Requested change: "At the beginning of section 3, the authors say that the computation cost of kmeans scales linearly with the number of data points and dimensions. This is not true."
Reply:
We have added a sentence on the specific kmeans algorithm we use, along with the appropriate citations:
"Loyd’s kmeans algorithm [85] scales linearly with the number of data points and dimensions for each iteration. Since it usually converges quickly [86] (in our application ∼ 300 iterations are sufficient for convergence), we can apply it to large datasets with highdimensional data."
Requested change: "In eq. (11), the authors should clarify what the sum over j includes. I assume it does not include all particles, just those in the cluster."
Reply:
We have added a sentence below Eq. (11) to clarify this: "(with j iterating over the vectors assigned to cluster i)".
Requested change: "On page 16, the authors should define what SeLU is."
Reply:
We have now added a citation to the original paper explaining SeLU.
Author: Thorsten Buss on 20220711 [id 2651]

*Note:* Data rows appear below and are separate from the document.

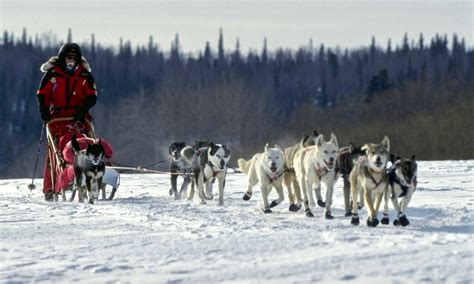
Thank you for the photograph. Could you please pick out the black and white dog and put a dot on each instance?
(346, 158)
(208, 164)
(89, 165)
(178, 167)
(402, 180)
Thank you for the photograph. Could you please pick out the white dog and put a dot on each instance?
(208, 164)
(267, 168)
(402, 180)
(315, 164)
(369, 175)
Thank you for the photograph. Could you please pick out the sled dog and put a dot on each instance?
(316, 164)
(289, 178)
(369, 176)
(178, 167)
(268, 169)
(89, 165)
(346, 158)
(402, 180)
(208, 164)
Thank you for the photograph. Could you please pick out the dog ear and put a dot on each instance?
(365, 148)
(334, 139)
(320, 139)
(386, 143)
(352, 147)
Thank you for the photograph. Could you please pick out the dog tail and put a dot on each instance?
(188, 153)
(75, 144)
(244, 165)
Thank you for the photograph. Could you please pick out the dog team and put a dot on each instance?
(303, 168)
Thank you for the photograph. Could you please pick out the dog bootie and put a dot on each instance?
(294, 207)
(403, 220)
(355, 220)
(49, 196)
(328, 215)
(372, 222)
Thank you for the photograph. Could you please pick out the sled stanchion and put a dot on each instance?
(32, 185)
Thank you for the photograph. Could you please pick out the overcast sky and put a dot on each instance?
(284, 23)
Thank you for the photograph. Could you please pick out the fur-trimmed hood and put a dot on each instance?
(48, 65)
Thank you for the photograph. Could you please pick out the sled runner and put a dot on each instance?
(59, 132)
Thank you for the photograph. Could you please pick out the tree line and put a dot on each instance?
(418, 92)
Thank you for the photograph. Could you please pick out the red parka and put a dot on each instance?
(65, 94)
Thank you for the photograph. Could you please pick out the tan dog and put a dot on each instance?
(369, 176)
(316, 164)
(289, 178)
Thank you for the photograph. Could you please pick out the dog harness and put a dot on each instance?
(392, 179)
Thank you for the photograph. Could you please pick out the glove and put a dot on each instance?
(45, 114)
(86, 106)
(79, 115)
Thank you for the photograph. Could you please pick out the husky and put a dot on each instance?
(289, 178)
(402, 180)
(89, 165)
(346, 158)
(208, 164)
(369, 176)
(178, 167)
(268, 169)
(316, 164)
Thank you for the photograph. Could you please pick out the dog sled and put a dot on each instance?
(59, 132)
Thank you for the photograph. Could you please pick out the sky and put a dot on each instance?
(286, 24)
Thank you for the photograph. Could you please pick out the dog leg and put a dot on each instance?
(347, 196)
(221, 190)
(279, 189)
(329, 193)
(287, 180)
(265, 193)
(89, 190)
(355, 195)
(174, 182)
(319, 197)
(184, 187)
(208, 194)
(191, 192)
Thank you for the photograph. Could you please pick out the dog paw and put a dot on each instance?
(328, 215)
(273, 204)
(372, 222)
(208, 195)
(355, 221)
(247, 196)
(403, 220)
(294, 207)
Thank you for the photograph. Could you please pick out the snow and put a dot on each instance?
(144, 236)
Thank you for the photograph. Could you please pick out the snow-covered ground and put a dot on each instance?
(145, 236)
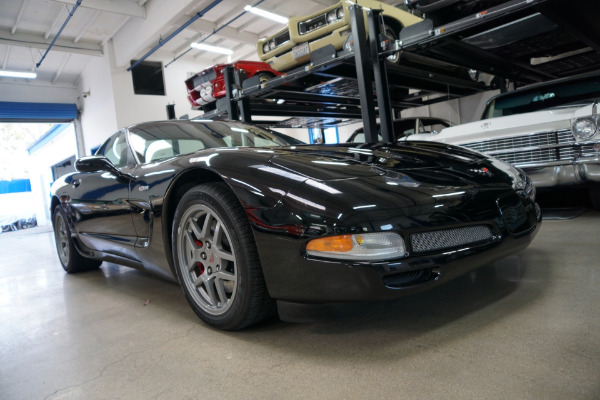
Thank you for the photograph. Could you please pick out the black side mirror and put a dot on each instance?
(100, 163)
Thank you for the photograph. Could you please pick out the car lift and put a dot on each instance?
(337, 87)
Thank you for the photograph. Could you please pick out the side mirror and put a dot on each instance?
(100, 163)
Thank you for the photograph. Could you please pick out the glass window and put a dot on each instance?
(156, 141)
(115, 149)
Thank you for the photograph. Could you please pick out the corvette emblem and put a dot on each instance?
(482, 171)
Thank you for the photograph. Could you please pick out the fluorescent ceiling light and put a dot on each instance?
(212, 49)
(266, 14)
(17, 74)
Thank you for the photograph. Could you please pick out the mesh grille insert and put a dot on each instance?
(422, 242)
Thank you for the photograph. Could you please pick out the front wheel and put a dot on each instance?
(391, 35)
(69, 257)
(216, 260)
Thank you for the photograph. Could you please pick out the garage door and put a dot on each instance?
(37, 112)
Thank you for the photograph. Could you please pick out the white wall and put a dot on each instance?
(60, 148)
(98, 109)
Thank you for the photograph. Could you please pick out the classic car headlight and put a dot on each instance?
(525, 186)
(373, 246)
(331, 16)
(585, 128)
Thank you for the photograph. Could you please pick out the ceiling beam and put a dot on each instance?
(35, 41)
(5, 63)
(86, 26)
(117, 29)
(206, 28)
(57, 21)
(60, 69)
(19, 16)
(128, 8)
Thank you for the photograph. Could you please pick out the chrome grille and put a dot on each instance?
(538, 148)
(282, 38)
(423, 242)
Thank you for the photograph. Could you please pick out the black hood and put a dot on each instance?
(437, 163)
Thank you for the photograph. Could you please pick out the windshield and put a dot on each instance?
(541, 98)
(405, 127)
(156, 141)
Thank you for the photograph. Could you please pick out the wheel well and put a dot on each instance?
(394, 24)
(185, 182)
(54, 202)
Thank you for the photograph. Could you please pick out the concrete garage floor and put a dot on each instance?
(527, 327)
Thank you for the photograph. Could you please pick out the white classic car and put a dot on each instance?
(550, 130)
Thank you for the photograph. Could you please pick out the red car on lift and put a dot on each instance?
(207, 86)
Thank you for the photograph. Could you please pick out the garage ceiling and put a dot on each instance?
(27, 27)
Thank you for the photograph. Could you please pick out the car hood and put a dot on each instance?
(509, 126)
(425, 158)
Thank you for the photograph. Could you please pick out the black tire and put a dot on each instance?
(69, 257)
(216, 260)
(594, 192)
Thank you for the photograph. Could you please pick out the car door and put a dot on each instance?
(100, 202)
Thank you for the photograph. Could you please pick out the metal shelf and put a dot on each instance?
(357, 83)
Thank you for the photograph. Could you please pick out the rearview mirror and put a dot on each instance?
(100, 163)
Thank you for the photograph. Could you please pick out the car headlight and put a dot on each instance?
(525, 186)
(331, 16)
(375, 246)
(585, 128)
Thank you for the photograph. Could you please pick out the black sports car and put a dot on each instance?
(245, 218)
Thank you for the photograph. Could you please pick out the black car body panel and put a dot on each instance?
(296, 193)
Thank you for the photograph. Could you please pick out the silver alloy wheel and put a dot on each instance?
(207, 259)
(62, 238)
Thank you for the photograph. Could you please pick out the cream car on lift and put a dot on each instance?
(550, 130)
(292, 46)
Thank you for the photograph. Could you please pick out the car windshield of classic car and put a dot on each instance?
(541, 98)
(158, 141)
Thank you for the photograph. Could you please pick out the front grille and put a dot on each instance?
(539, 148)
(282, 38)
(312, 24)
(425, 242)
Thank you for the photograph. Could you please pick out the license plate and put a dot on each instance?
(300, 50)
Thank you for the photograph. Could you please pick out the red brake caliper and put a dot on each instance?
(200, 265)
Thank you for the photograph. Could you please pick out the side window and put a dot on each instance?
(116, 150)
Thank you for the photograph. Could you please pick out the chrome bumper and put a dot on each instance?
(579, 171)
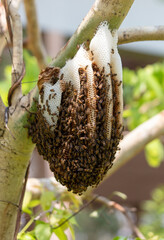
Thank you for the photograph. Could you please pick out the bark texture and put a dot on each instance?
(15, 147)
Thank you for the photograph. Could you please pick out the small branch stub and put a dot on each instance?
(79, 117)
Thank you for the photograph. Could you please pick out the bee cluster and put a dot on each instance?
(74, 136)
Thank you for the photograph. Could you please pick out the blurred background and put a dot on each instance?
(142, 178)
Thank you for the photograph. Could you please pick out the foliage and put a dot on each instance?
(152, 219)
(29, 81)
(144, 98)
(51, 211)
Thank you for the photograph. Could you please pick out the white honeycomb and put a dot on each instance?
(51, 100)
(101, 47)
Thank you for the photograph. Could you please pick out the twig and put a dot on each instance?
(20, 203)
(18, 65)
(112, 204)
(2, 110)
(140, 34)
(34, 37)
(136, 140)
(8, 20)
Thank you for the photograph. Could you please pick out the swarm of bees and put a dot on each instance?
(78, 124)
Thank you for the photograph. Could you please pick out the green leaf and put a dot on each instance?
(154, 153)
(120, 238)
(120, 194)
(60, 234)
(34, 203)
(26, 200)
(43, 231)
(46, 200)
(72, 231)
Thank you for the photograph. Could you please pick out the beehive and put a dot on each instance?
(78, 125)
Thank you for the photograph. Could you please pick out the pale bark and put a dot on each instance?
(17, 66)
(34, 42)
(112, 11)
(15, 147)
(15, 151)
(135, 141)
(140, 34)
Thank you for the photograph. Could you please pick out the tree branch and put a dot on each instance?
(18, 66)
(140, 34)
(135, 141)
(111, 204)
(111, 11)
(2, 110)
(34, 37)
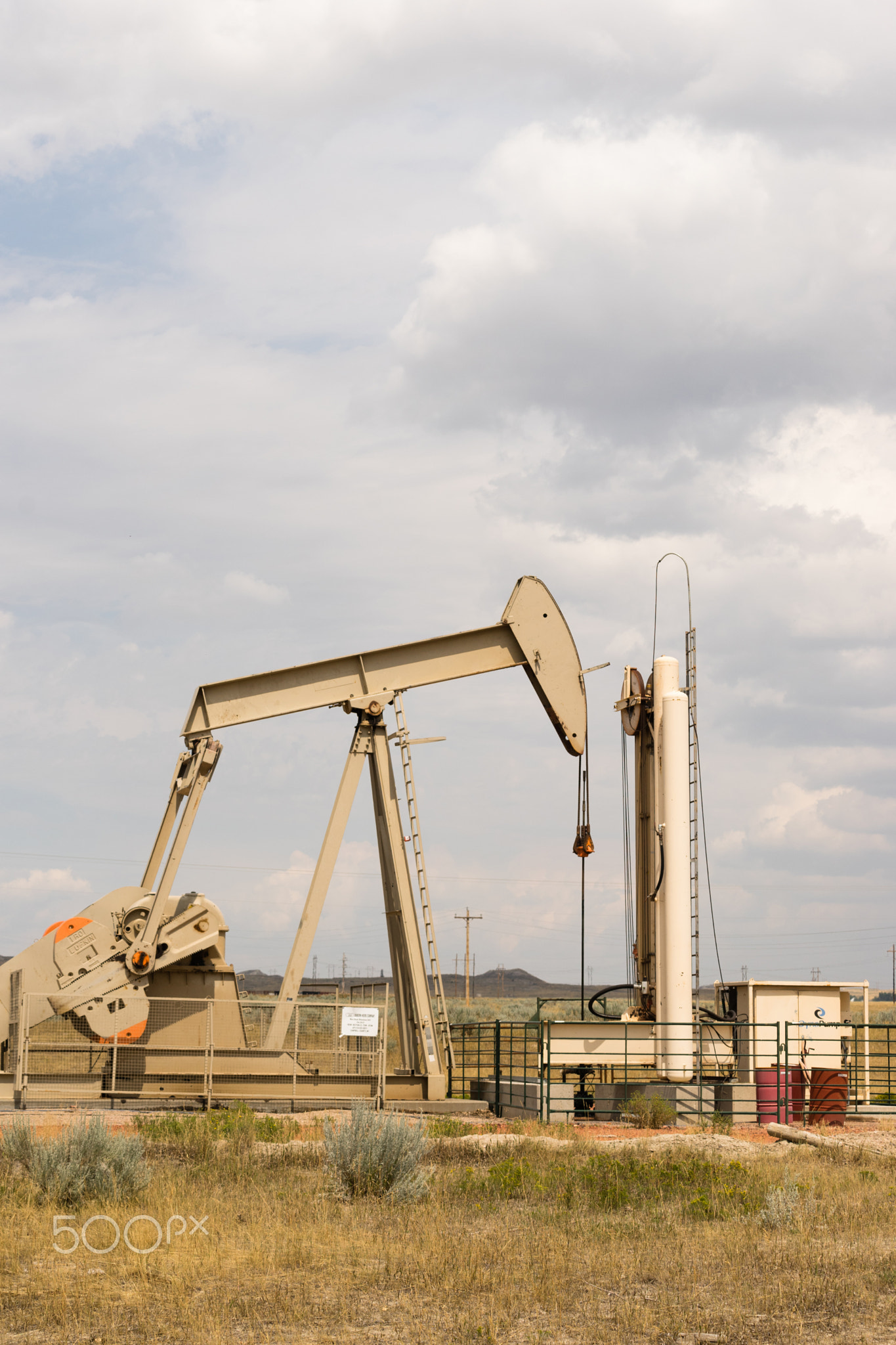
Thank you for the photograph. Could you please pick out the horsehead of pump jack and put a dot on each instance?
(100, 966)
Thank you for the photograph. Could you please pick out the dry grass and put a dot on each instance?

(in reply to Report 2 on 20220531)Requested change: "The LHC is for more than just looking for new physics."
Reply:
We agree with the referee that our comments here may have been a bit strong, so we have edited them as suggested. In the abstract we have replaced the sentence "Searches for anomalies are the main motivation for the LHC and define key analysis steps, including triggers" with "Searches for anomalies are a significant motivation for the LHC and help define key analysis steps, including triggers". And in Sec 6 we have replaced the phrase "hints for physics beyond the Standard Model are at the heart of the LHC program" with "... are a large part of the LHC program".
Requested change: "Not all anomaly detection methods look for events with low p(x)"
Reply:
We agree with the referee here, as we have neglected to describe anomaly detection methods such as CWoLa bump hunting which do look for anomalies which produce overdensities in some distribution. We also agree that not all BSM signals are anomalies, and we have not stated this anywhere in the paper. We have added the paragraph below to Sec 1:
"This definition could also be extended to weakly supervised techniques where the signal is localised in some global observable like the invariant mass of the events, where now the background phase space distribution would need to be inferred through sideband methods. Classification Without Labels (CWoLa) [...] methods go even further and learn a likelihoodratio classifier for an anomalous signal assumed to be localised in a specific phase space region."
We do also state in Sec 6 that density estimation is the basis of MLbased anomaly searches at the LHC, and this is true both for outofdistribution anomalies and for overdensities, where in the latter case the ANODE and CATHODE methods use density estimation heavily in their approaches.
Requested change: "p(x) is not coordinate invariant."
Reply:
We completely agree, and this was indeed one of main conclusions and take aways from this work. With the dark jets examples we explicitly intended to check how modelagnostic we could be for such a tricky signal type. This may not have been clear, so we have added this sentence to the abstract ", and discuss the modeldependence in choosing an appropriate data parameterisation". This has already been pointed at the end of Sec 1 with the sentence "a sizeable dependence on the preprocessing of the respective datasets, specifically the reweighting of the inputs.", and in the conclusions we elaborate by saying "Preprocessing is important for all of them, and has a very significant impact on the performances. This is because we define the anomalies as those jets that lie in low density regions of physics space, and the preprocessing alters this density, therefore it changes how the anomalies are defined".
We thank the referee for their comments and hope that the changes we have made meet their requirements.